Zamknij

Dodaj komentarz

Kontrowersyjna sprzedaż działki na Ursynowie. Kiedyś był tu schron

Sławek Kińczyk Sławek Kińczyk 11:14, 23.10.2025 Aktualizacja: 14:43, 27.10.2025
13 Działka na sprzedaż na ul. Kłobuckiej (ukosne.um.warszawa.pl) Działka na sprzedaż na ul. Kłobuckiej (ukosne.um.warszawa.pl)

Działka przy ulicy Kłobuckiej, która kilka miesięcy temu była bohaterem burzliwych dyskusji radnych, oficjalnie trafia na sprzedaż. Cztery parcele ze zrujnowanymi budynkami i dawnym schronem zostaną wystawione na przetarg za 17 milionów złotych. Ratusz przekonuje, że pieniądze pójdą na parki i termomodernizacje szkół.
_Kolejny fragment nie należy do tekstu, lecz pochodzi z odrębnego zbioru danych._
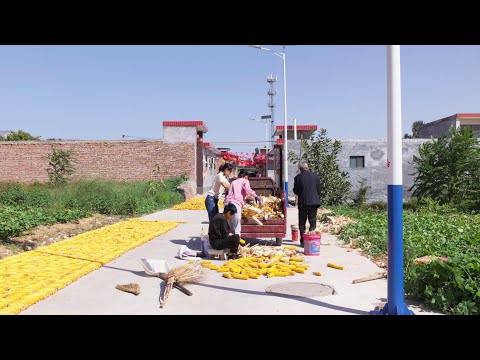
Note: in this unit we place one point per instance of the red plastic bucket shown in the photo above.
(311, 244)
(294, 233)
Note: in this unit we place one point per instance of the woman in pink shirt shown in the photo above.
(239, 190)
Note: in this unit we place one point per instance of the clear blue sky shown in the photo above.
(101, 92)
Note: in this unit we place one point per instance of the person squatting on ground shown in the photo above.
(239, 190)
(218, 231)
(307, 186)
(220, 183)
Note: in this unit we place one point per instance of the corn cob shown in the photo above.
(240, 276)
(339, 267)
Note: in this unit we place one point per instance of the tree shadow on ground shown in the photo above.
(297, 298)
(193, 243)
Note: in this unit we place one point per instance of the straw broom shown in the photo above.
(185, 274)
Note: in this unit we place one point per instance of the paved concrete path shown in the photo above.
(95, 293)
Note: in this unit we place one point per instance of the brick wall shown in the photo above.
(116, 160)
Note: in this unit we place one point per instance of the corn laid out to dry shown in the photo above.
(271, 208)
(253, 267)
(34, 275)
(196, 203)
(266, 251)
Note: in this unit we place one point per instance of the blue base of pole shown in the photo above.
(395, 304)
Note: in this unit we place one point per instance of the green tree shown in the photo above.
(448, 170)
(61, 164)
(20, 135)
(321, 155)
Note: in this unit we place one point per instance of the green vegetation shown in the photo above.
(20, 135)
(321, 156)
(24, 206)
(448, 170)
(61, 163)
(429, 229)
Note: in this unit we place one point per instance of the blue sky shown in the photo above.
(102, 92)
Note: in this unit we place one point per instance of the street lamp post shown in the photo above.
(265, 118)
(285, 142)
(395, 298)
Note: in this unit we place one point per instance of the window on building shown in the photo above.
(357, 162)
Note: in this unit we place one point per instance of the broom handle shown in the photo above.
(176, 285)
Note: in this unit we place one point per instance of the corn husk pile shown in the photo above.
(184, 274)
(271, 208)
(269, 261)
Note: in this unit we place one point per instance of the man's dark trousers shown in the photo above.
(304, 213)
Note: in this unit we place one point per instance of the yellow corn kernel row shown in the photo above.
(339, 267)
(197, 203)
(253, 268)
(240, 276)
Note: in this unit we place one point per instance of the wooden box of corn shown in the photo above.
(266, 220)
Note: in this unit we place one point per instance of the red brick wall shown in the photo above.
(116, 160)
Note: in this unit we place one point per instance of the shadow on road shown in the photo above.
(194, 242)
(302, 299)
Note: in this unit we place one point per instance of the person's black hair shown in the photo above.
(226, 166)
(242, 173)
(232, 209)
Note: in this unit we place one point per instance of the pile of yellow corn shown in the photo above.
(196, 203)
(253, 267)
(34, 275)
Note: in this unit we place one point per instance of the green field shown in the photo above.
(453, 286)
(24, 207)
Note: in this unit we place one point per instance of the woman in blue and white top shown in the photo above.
(220, 183)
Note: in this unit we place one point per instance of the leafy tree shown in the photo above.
(415, 129)
(448, 170)
(321, 156)
(20, 135)
(61, 164)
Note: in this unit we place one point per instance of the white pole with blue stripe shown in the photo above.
(395, 298)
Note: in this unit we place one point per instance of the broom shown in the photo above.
(131, 288)
(185, 274)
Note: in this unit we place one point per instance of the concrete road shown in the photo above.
(95, 293)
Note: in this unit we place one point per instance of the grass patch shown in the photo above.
(24, 206)
(452, 287)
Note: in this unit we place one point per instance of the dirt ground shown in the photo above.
(44, 235)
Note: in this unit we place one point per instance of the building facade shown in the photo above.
(438, 127)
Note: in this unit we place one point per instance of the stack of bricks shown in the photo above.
(126, 160)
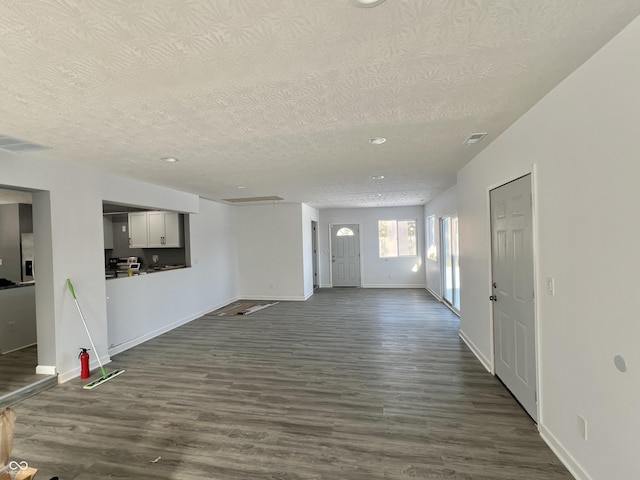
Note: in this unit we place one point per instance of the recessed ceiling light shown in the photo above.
(366, 3)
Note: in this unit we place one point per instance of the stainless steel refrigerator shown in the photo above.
(26, 254)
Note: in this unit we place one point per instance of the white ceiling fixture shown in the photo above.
(474, 138)
(366, 3)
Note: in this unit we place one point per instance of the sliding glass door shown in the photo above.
(450, 266)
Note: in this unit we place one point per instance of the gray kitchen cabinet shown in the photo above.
(107, 227)
(161, 230)
(138, 236)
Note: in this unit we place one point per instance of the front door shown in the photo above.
(345, 255)
(513, 290)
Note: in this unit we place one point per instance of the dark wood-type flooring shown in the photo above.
(354, 384)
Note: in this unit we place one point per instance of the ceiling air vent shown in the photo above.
(11, 144)
(253, 199)
(474, 138)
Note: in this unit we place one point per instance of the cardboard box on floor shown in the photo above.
(26, 474)
(7, 422)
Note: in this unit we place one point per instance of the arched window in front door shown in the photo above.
(345, 232)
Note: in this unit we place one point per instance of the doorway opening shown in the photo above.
(314, 253)
(513, 290)
(23, 344)
(345, 255)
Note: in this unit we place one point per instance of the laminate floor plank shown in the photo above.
(353, 384)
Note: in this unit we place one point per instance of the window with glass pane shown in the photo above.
(344, 232)
(432, 249)
(397, 238)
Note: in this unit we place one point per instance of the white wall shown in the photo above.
(309, 215)
(270, 251)
(445, 204)
(142, 307)
(404, 271)
(581, 143)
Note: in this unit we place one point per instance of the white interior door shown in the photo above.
(345, 255)
(513, 290)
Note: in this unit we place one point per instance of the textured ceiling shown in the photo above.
(281, 96)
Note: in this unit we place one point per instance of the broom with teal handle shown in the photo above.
(105, 376)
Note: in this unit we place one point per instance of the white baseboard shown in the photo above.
(483, 360)
(75, 372)
(46, 370)
(277, 298)
(565, 457)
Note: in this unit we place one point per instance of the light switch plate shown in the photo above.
(551, 287)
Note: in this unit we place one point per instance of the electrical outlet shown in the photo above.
(582, 427)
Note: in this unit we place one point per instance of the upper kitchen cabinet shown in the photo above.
(138, 230)
(107, 228)
(164, 229)
(156, 229)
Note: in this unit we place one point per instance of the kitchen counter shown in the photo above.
(113, 274)
(18, 285)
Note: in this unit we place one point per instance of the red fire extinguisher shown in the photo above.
(84, 363)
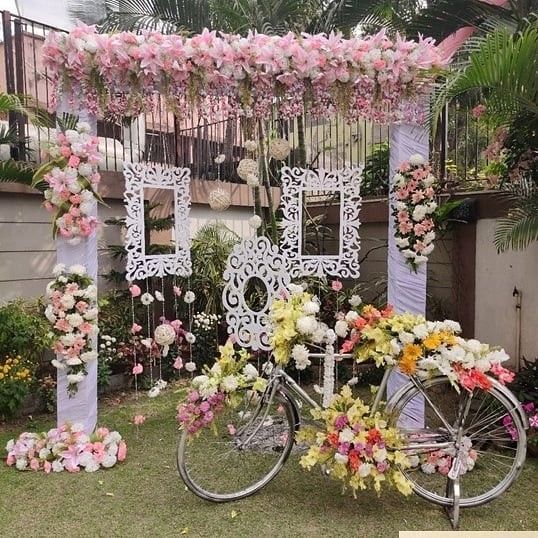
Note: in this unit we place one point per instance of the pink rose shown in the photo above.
(139, 419)
(336, 285)
(135, 290)
(122, 451)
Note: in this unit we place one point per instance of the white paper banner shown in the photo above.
(406, 289)
(82, 406)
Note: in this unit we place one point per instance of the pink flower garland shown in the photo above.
(72, 178)
(375, 77)
(72, 311)
(66, 448)
(412, 207)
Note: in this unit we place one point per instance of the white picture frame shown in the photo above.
(258, 258)
(144, 175)
(295, 182)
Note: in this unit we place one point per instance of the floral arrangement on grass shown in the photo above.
(295, 325)
(375, 77)
(355, 447)
(423, 348)
(217, 387)
(15, 378)
(66, 448)
(72, 310)
(72, 177)
(412, 207)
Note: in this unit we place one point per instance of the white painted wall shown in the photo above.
(496, 277)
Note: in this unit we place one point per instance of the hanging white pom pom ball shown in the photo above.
(219, 200)
(279, 149)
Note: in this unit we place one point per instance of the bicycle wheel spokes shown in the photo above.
(241, 451)
(490, 456)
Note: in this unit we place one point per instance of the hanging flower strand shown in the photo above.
(72, 178)
(413, 205)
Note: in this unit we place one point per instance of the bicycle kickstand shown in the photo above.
(453, 511)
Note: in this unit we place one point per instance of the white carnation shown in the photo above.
(341, 328)
(307, 325)
(416, 160)
(300, 355)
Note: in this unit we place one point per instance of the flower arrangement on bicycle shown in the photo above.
(423, 348)
(355, 446)
(217, 387)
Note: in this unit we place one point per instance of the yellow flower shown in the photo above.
(433, 341)
(410, 355)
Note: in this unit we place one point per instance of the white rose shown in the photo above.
(49, 314)
(311, 307)
(401, 242)
(301, 355)
(165, 335)
(74, 319)
(73, 379)
(199, 380)
(365, 469)
(416, 160)
(346, 435)
(250, 372)
(307, 325)
(341, 328)
(229, 383)
(109, 461)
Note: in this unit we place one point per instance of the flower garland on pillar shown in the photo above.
(72, 310)
(413, 205)
(72, 177)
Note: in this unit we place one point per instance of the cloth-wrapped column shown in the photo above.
(82, 406)
(406, 289)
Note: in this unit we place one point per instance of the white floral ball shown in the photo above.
(279, 149)
(255, 222)
(247, 167)
(219, 200)
(164, 334)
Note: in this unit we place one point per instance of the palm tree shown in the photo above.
(11, 170)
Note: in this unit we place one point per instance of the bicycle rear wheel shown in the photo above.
(499, 452)
(243, 449)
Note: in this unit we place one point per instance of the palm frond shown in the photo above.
(19, 172)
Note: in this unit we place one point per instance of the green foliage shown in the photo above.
(375, 177)
(210, 249)
(15, 379)
(24, 330)
(525, 384)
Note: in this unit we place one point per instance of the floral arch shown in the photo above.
(377, 78)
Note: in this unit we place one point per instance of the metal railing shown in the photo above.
(194, 142)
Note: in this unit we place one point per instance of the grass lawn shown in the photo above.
(144, 496)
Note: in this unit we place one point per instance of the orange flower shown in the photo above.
(410, 355)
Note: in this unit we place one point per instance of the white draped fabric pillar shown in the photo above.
(406, 289)
(82, 406)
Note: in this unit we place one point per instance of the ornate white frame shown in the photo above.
(254, 257)
(346, 181)
(139, 264)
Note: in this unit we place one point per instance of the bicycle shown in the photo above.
(233, 460)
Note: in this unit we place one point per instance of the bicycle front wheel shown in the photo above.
(243, 450)
(492, 433)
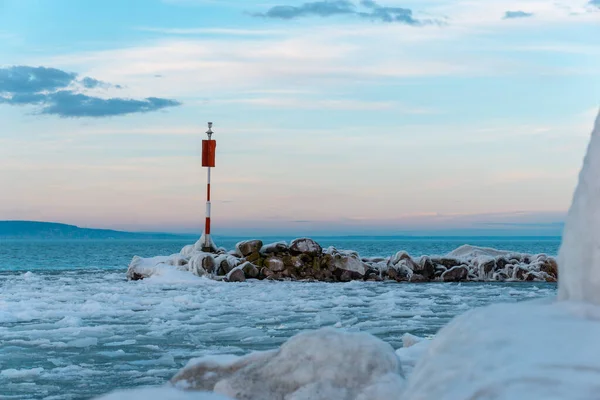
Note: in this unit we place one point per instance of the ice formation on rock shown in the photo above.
(533, 350)
(304, 259)
(326, 364)
(579, 256)
(536, 350)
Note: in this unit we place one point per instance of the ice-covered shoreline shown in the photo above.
(305, 260)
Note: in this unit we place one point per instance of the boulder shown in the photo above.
(236, 275)
(425, 268)
(202, 374)
(202, 263)
(550, 267)
(353, 266)
(455, 274)
(319, 365)
(305, 246)
(446, 262)
(250, 270)
(274, 248)
(417, 278)
(274, 264)
(249, 247)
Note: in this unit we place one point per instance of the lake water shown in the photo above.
(72, 327)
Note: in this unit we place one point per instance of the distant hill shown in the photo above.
(51, 230)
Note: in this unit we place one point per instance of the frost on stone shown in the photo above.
(530, 350)
(579, 255)
(321, 365)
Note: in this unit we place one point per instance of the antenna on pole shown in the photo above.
(208, 160)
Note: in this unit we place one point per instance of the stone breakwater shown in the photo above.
(305, 260)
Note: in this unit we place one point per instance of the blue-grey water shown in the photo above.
(72, 326)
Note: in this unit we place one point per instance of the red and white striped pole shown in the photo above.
(208, 160)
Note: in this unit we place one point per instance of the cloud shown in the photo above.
(517, 14)
(56, 92)
(22, 79)
(327, 8)
(91, 83)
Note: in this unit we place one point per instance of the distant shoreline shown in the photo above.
(34, 230)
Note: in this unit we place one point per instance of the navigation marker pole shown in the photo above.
(208, 160)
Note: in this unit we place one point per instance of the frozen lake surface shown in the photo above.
(72, 327)
(76, 334)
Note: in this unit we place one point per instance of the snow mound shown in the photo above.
(512, 352)
(469, 252)
(579, 255)
(326, 364)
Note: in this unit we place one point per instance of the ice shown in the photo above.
(532, 350)
(21, 373)
(471, 252)
(161, 322)
(522, 351)
(327, 364)
(579, 255)
(160, 393)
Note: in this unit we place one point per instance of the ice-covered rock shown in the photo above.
(236, 275)
(277, 247)
(305, 246)
(513, 352)
(141, 268)
(248, 247)
(579, 255)
(469, 252)
(201, 244)
(530, 350)
(160, 393)
(322, 365)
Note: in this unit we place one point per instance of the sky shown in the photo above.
(331, 117)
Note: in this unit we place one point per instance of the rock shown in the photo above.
(249, 247)
(250, 270)
(265, 273)
(520, 273)
(236, 275)
(202, 374)
(488, 267)
(320, 365)
(274, 264)
(202, 263)
(225, 263)
(550, 267)
(455, 274)
(305, 246)
(417, 278)
(252, 257)
(355, 268)
(446, 262)
(400, 273)
(425, 268)
(274, 248)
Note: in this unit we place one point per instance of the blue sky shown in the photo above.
(331, 117)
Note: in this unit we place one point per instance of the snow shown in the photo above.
(579, 255)
(513, 351)
(469, 252)
(160, 393)
(21, 373)
(544, 349)
(326, 364)
(273, 247)
(161, 323)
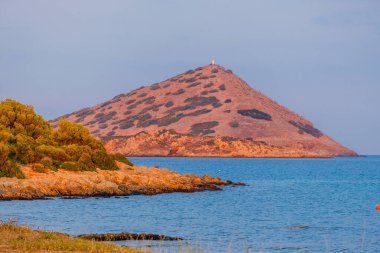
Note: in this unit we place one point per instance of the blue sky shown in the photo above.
(321, 59)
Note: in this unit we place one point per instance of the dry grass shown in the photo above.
(15, 238)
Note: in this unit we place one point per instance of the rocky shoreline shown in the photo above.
(126, 236)
(129, 180)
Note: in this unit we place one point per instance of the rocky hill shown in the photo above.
(209, 101)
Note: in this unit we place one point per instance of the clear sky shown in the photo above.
(321, 59)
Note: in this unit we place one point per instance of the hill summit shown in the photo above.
(208, 101)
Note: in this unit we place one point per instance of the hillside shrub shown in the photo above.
(26, 138)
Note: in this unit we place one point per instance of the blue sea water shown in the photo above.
(289, 205)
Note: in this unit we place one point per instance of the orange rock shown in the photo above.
(211, 101)
(127, 180)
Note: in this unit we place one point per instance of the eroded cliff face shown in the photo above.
(171, 143)
(128, 180)
(207, 101)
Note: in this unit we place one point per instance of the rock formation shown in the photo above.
(209, 102)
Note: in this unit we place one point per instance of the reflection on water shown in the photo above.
(290, 205)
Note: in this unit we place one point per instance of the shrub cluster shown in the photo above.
(26, 138)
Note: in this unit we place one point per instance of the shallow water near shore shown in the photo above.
(289, 205)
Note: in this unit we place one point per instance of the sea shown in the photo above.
(288, 205)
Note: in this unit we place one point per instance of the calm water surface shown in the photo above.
(290, 205)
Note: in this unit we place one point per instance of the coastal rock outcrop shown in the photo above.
(127, 180)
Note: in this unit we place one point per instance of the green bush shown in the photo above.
(26, 138)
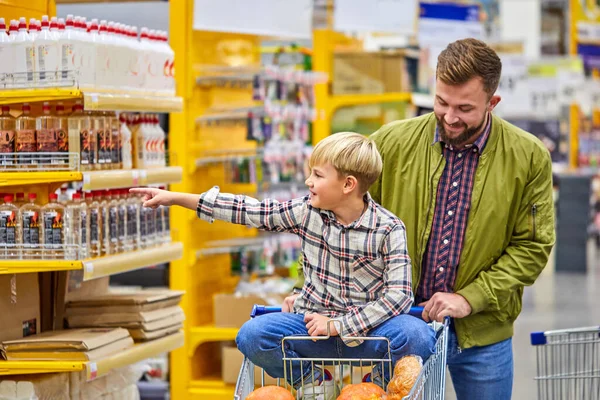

Wkrótce zostanie ogłoszony ustny nieograniczony przetarg na sprzedaż prawa użytkowania wieczystego nieruchomości gruntowych zabudowanych o łącznej powierzchni ponad 3 tysięcy metrów kwadratowych

- informuje stołeczny ratusz.

Do sprzedaży przeznaczono cztery działki na zachodnim skraju Ursynowa - przy ul. Kłobuckiej 23, dosłownie w cieniu bloku wybudowanego kilka lat temu. Ich łączna powierzchnia to 3364 metrów kwadratowych. Cena wywoławcza wynosi netto 17 milionów złotych (razem z budynkami).

To właśnie te budynki i dawny zrujnowany schron wywołały awanturę kilka miesięcy temu. Radna Melania Łuczak z Miasto Jest Nasze oraz radny Dariusz Figura z PiS pytali, dlaczego miasto wyzbywa się nieruchomości, które mogą służyć ochronie cywilnej ludności.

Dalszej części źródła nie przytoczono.